Before I do the RAI I have to be off of Levoxyl (my thyroid hormone medication) for at least 4 weeks so that my TSH level gets above 30!! Dr. Mankoff warned me that besides feeling like a slug, I will also quickly gain a lot of water weight and my face will look like someone tied a very tight noose around my neck. Oh boy, can't wait :) No one is allowed to come near me with a camera! The RAI side effects include nausea, but fortunately they have good meds to offer me for that. The salivary glands also take up iodine, so they usually swell and cause pain and difficulty swallowing and dry mouth. Good thing I like lemon drops. Some patients continue to suffer from dry mouth for the rest of their lives. Other risks include leukemia, but the risk is only 0.2 - 0.3% per ten years, so unless I live to 500 it isn't a very significant risk. (Someone forgot to tell him that I do plan to live past 500!)

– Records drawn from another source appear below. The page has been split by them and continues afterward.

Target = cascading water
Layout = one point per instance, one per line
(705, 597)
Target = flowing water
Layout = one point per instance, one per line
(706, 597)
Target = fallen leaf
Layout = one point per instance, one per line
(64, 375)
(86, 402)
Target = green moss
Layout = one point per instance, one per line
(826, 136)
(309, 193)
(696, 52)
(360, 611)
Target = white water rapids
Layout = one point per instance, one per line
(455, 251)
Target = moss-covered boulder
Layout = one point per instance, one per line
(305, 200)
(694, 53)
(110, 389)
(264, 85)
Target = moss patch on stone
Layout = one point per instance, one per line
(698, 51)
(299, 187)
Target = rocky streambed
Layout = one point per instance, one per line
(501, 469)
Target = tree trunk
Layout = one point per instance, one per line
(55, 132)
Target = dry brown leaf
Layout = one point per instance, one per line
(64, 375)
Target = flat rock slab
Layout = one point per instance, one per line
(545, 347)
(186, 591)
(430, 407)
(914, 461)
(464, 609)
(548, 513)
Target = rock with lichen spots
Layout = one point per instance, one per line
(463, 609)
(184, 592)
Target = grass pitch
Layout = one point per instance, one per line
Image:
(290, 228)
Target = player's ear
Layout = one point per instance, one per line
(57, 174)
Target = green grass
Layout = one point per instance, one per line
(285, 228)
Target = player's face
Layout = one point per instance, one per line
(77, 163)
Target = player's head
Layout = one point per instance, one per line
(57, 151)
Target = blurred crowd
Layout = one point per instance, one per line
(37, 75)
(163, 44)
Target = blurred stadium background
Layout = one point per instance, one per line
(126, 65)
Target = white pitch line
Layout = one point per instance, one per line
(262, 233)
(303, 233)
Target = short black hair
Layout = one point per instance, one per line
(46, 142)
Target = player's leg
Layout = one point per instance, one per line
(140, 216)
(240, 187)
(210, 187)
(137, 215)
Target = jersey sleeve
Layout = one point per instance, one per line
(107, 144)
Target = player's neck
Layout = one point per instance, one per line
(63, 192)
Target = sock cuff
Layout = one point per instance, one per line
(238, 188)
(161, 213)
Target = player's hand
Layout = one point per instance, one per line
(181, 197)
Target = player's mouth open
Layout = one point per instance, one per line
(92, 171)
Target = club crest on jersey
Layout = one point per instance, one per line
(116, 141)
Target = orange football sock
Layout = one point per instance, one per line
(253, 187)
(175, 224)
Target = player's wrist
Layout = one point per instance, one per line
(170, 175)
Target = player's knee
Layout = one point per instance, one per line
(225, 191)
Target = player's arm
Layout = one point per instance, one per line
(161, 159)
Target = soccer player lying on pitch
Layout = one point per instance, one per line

After my RAI, he does recommend external radiation. I will have a consult with a radiation oncologist and I'm not making any decisions yet on whether or not I will do that. I'm going to focus on one thing at a time, and right now it's vacation that I'm leaving for on Friday! Dreaming of Atlantic beaches, dozing in the sunshine, and devouring book after book.
Happy Mothers Day to the most fabulous mom in the world (mine!), and to all of you other mommies. You have my utmost adoration!